Median rent prices in Denver are cheaper than the 'burbs, and here's why

Our Colorado: Why rent prices are raising eyebrows
Posted at 6:07 PM, May 03, 2018
and last updated 2018-05-03 20:25:12-04

Editor's Note: 'Our Colorado' stories help natives and newcomers navigate the challenges related to our rapidly growing state, including real estate and development, homelessness, transportation and more. To comment on this or other 360 stories, email us at See more 'Our Colorado' stories here.

DENVER -- Apartment hunting in our Colorado brings some unique challenges and sticker shock is all part of that massive growth we're going through.

So, when you see some of those affordability rankings showing living in Denver is cheaper than the suburbs, it may have you scratching your head.

The median two-bedroom in Denver is renting for $1,300 a month, according to Apartment List. That’s cheaper than virtually every suburb, including Englewood, Littleton, Aurora and Castle Rock.

Even if it doesn't seem to add up - it's true.
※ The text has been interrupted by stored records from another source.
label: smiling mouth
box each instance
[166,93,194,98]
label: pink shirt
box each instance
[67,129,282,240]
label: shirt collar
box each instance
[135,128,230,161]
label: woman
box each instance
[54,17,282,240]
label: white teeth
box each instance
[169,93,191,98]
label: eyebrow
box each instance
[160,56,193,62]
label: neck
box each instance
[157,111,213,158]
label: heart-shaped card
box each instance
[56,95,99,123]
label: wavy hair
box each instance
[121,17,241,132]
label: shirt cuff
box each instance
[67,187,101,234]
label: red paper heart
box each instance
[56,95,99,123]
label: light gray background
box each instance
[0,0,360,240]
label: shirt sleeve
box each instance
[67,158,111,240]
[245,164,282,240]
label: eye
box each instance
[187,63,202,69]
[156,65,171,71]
“A lot of it just tends to be older,” said Greg Bacheller, co-owner of Real Property Management Colorado.

Experts say there are many factors, but for starters, places in most downtown neighborhoods are simply old.

“It was built 30, 50, 70 years ago, even some buildings downtown - they're 100 years old. And so they don't have the amenities, " he said. 
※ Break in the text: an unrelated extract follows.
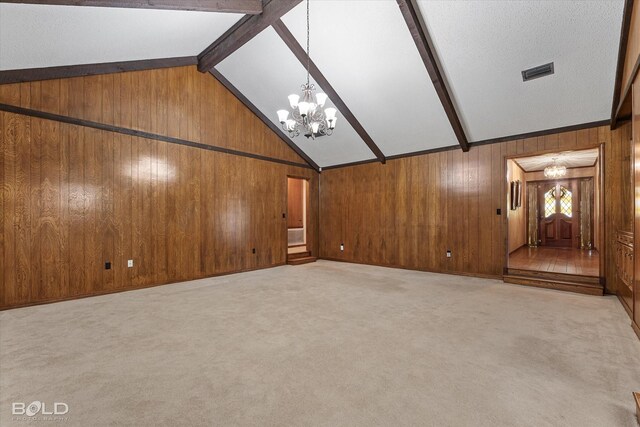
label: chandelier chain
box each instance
[307,0,311,86]
[277,0,337,139]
The suburbs tend to be more homogenous with newer buildings.

“The newer stuff, you're going to find the swimming pools and the hot tubs and the tennis courts and the lazy rivers,” Bacheller said. “Those are things older buildings don’t have.”
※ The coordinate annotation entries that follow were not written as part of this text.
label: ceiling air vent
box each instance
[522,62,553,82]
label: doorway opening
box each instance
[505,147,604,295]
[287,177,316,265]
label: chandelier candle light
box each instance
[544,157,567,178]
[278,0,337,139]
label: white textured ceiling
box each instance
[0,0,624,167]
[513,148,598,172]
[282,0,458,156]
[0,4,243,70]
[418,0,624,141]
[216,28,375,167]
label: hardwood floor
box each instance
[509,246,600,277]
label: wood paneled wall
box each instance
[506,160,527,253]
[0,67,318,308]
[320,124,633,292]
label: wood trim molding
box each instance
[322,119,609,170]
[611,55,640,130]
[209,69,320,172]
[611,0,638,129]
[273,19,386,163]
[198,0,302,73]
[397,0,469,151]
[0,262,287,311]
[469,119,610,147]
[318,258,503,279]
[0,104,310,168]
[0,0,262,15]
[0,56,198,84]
But, if you’re comparing apples to apples, a newer building in downtown with amenities versus a newer building in the suburbs with amenities, you’ll pay much more downtown.

The other main factor is shifting trends.

Bacheller says the amount of people wanting to live in the city center is starting to decline.

“Those who have lived here a while have been-there-done-that with downtown living,” Bacheller said. “They’ve had that urban experience and they realize just how congested it is, just how loud it can be, how much traffic there is."